LRRPs, also known as Long Range Reconnaissance Patrols (pronounced “lurps”), were small, specialized military teams of four to six men active during the Vietnam War. Author and decorated Vietnam War Veteran, Kenn Miller, was a team leader in LRRP Detachment, 1st Brigade, 101st Airborne Division; F Company 58th Infantry (LRP); and L Company 75th Ranger.
His novel, TIGER THE LURP DOG, is, according to Salon.com, “The kind of book that casually and effortlessly incorporates a deep understanding of war. Its authenticity makes its unpretentious whimsy and grim humor doubly effective.

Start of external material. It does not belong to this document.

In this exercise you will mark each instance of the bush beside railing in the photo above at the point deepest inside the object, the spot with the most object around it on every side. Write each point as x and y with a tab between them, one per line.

It is a memorable and touching novel….”
We caught up with Miller, to find out what inspired him to write a “war novel”—one that Military.com would claim had “heart and soul…and an unforgettable ending that will leave you thinking and hoping long after the story is over.”
“I was motivated to write a war novel after reading a smug piece in the Sunday New York Times which said, in essence, that because the Vietnam War was unlike previous American wars, in that the better classes avoided this one and left the fighting to psychopaths and the intellectually subnormal, the artistic renderings of the war would not come from those who actually served in it, but rather from more erudite and elevated people, like those who gave us what was then being praised as the definitive work on the Vietnam War, Michael Cimino’s amusingly absurd movie, The Deer Hunter.
Around that time, I was taking classes at the University of Michigan. And one of the classes I took was something called English 411: Vietnam and the Artist—a class that made the New York Times piece seem downright respectful and encouraging to veterans. In this class, we were were required to watch The Deer Hunter and some Swedish movie where a man plays chess with either the devil or the Grim Reaper. We were also required to read Susan Brownmiller’s Against Our Will—’Because of all the rape you guys were doing over there,’ according to the professor. We were also required to do a project.
I turned in a near final draft of Tiger as my class project, and the only other veteran, in this very large class, wrote and turned in a play. The professor, a genteel and amiable enough fellow, was proudly famous for giving only A grades, but he made an exception for the two veterans, and gave us each B- final grades. This grade further inspired me. I cleaned up the draft I’d turned in, hit the Writer’s Marketplace, and purely by good luck, sent a query letter to Edward Weeks at the Atlantic Monthly Press. Mr Weeks was then 85 years old. He’d dropped out of Harvard to drive a battlefield ambulance on the Western Front a year before the U.S. entered World War One, and had later been influential in bringing All Quiet on the Western Front to American readers. But I knew none of this when I sent him the manuscript.
There is an old adage that one should “write what you know.” That’s why I wrote about Long Range Reconnaissance Patrol soldiers (a group from which the predecessor of today’s 75th Ranger Regiment was established).”